Evet Ey Blair! Batı’nın Orta Doğu’da Bir Asırlık Bölünmelere Uzanan Gündemine Rağmen

Şüphesiz Gelecek, Kesinlikle Ümmetin Belirlediği İslami Gelecek Olacaktır!

Tony Blair’in, Ortadoğu’daki siyasi mücadeleler ideolojik temelli olacaktır şeklinde vurguladığı milliyetçilik veya mezhepçilik değildir, bilakis İngiltere ve müttefiklerinin engellemeye devam ettiği İslami siyasi çatışmadır.

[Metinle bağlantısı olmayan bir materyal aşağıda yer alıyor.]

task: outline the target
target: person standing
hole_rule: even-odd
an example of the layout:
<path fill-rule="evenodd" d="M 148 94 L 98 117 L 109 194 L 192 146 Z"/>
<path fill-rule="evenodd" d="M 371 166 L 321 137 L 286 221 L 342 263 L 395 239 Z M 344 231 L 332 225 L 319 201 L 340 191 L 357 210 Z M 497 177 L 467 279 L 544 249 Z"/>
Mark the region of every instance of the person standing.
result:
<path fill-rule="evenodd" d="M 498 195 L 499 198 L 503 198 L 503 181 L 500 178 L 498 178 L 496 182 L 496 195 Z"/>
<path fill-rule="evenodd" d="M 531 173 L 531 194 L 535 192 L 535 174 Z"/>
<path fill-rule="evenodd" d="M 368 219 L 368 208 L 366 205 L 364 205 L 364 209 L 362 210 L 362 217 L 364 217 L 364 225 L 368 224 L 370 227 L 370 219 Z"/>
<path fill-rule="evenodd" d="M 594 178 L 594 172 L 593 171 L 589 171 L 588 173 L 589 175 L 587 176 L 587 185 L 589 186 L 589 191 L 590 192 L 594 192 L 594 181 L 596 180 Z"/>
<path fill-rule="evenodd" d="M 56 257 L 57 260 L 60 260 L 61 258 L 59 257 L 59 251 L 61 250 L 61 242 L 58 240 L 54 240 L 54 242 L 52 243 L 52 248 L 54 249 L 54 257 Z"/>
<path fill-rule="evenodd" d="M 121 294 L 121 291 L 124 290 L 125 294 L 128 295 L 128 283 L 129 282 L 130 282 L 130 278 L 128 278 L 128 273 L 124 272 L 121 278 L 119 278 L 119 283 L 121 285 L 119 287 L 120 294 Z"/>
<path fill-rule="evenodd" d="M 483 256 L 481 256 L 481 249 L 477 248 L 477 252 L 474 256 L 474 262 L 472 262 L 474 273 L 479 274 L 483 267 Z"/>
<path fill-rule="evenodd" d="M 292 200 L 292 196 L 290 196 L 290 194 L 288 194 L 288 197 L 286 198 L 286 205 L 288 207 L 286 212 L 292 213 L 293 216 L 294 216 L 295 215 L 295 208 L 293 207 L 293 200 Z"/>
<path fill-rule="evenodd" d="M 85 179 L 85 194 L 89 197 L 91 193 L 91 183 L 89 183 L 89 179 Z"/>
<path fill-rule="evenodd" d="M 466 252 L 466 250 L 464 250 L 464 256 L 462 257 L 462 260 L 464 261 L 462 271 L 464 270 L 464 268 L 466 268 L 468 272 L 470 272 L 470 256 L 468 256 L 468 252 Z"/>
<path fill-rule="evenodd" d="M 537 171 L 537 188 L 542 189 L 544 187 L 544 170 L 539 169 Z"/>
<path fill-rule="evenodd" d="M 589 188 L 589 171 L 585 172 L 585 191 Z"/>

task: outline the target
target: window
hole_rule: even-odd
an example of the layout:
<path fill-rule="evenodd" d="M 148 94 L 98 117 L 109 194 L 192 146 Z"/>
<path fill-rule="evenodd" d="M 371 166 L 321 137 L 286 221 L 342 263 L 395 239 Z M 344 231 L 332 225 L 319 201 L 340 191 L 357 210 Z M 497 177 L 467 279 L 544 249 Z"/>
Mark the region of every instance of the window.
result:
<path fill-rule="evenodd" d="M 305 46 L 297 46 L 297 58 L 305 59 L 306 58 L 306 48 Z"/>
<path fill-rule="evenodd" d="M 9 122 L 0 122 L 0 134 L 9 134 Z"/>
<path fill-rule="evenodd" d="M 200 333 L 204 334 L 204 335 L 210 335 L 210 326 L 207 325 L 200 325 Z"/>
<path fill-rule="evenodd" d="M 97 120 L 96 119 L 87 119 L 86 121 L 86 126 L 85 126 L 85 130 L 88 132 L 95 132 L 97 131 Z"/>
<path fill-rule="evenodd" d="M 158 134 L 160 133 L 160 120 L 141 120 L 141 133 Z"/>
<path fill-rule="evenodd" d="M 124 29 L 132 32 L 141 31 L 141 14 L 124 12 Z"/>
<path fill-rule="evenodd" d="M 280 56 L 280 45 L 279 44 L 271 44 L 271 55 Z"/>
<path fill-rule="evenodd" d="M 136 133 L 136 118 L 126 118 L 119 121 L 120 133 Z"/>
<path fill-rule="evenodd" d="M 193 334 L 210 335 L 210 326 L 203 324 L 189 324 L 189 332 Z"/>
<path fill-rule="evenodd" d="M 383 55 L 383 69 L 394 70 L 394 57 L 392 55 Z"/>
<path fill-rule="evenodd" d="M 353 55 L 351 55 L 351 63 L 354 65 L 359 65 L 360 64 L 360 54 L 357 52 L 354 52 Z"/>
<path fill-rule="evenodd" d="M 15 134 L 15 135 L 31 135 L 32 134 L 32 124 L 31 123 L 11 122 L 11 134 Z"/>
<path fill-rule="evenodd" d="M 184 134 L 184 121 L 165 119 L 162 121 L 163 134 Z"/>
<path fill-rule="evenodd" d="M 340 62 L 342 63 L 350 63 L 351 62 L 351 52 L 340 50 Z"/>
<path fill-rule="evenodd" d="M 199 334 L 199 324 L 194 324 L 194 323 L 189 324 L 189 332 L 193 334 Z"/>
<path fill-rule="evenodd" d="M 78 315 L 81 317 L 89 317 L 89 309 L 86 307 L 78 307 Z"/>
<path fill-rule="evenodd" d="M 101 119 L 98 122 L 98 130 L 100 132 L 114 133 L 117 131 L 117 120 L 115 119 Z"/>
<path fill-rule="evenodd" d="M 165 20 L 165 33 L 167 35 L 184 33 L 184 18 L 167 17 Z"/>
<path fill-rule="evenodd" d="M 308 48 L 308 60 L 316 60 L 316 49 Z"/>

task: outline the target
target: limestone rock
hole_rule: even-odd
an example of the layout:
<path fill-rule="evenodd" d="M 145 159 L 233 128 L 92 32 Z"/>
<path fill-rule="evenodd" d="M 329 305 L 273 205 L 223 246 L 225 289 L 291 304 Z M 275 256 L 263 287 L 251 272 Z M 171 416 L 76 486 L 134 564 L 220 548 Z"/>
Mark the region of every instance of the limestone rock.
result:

Tony Blair’in 11 Ocak 2021’de Washington Enstitüsü'nde “Jeopolitik 2021- Amerika, Orta Doğu ve Dünya” başlıklı programa internet üzerinden konuk olduğu ve şunları söylediği ortaya çıktı: “Çok açık söylüyorum. Orta Doğu hala önemli ve gerçekten çok önemli. Önemli, çünkü Ortadoğu’da İslam’ın geleceğine karar verilecek… Bu nedenle bugün Ortadoğu’da, yüzyılın başından bu yana neyin doğru neyin yanlış olduğuna dair kapsamlı bir analizle başlamayan veya bölgede ana çatışma hakkında yanlış bir çevreleme argümanından kaynaklanan iyi bir politikanın olmadığını düşünüyorum. Aksi taktirde bölgeyi, İran ile Suudi Arabistan Krallığı veya Şiiler ve Sünniler arasında çatışma olarak gördüğünüz bir duruma düşürürsünüz. Hayır, böyle değil! Gerçekten bu bir son değil! Zira bu, -belki de İslam'ın bir bakış açısı olan- dinin egemen olması ve siyasi bir ideolojiye dönüşmesi gerektiğini söyleyenler ile bunu yapmayanlar arasındaki bir mücadeledir. Bu ise derin ve temel bir bölünmedir…  Dolayısıyla Ortadoğu sorunlarını ve bunların temel önemini kabul etmeye devam ettiğimizi düşünmemiz son derece önemlidir. Zira bölgede desteklememiz gereken insanlar olduğu gibi mücadele etmemiz gereken insanlar da var.”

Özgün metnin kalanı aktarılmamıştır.